Existing Ephox customers will be happy to know that I am not suggesting that we follow any of those options :).

Automated Building and Releasing With Ant

This blog post was initally started in January 2005.  I've learnt some more since then, and I'm including some of the lessons I've learnt from automation at Ephox and InvoicePlace in this post.

It is well documented that having your build automated is a good thing.

I would extend this, saying that  the automated deployment of applications is important too. The big benefits in my experience are repeatabilty (that is ensuring that deployments always happen in the same way), and consistency of deployments. Automating the process helps to fulfill the import goal of laziness as well.

Often getting this right can take a while. The hard work starts by analyzing the deployment process,  iteratively looking for bits of work that can be automated.

This can usually be done with a combination of custom ant tasks, external program calls, and console utilities. For all ant's wrinkles, it is a relatively useful tool, and there are a number of useful tasks available.

Here are some of the tasks that I have found useful in getting the build working.

The ant SQL task is great. It makes it possible to build/update databases, from simple flat files containing SQL statements.

The CVS task is good. In combination with Paegent from Putty, repositories requiring ssl access can be accessed easily as well.

IBM has a custom version of ant that can be used to deploy to WebSphere. I have found that with a combination of ant tasks, and tcl scripts any task that is required for deployment can be performed. This is best done in a build file that is seperate to the main build.xml, isolating the Websfear dependencies.  

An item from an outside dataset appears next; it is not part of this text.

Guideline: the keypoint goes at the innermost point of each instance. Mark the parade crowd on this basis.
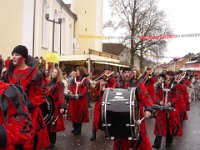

A combination of ant (exec task), wget (command line http client), and phpmyadmin(php based admin tool for mysql databases) can be mangled together to interact with mysql databases in ways that aren't easily possible with the ant sql task (the sql exported by myphpadmin isn't compatible with the sql task).

The buildnumber task is useful. It gets the current build number from a properties file, makes it available as a property, then increments the property.

The moral of the story is that it is there is no good reason not to automate building and deployment.  It possible to do many great things with the large number of ant tasks available.  Writing your own isn't that hard, and calling out to external programs is easy as well.  Really it is hard to find any excuses for not automating a build.  The only excuse is time and effort, and the savings gained can almost certainly offset this.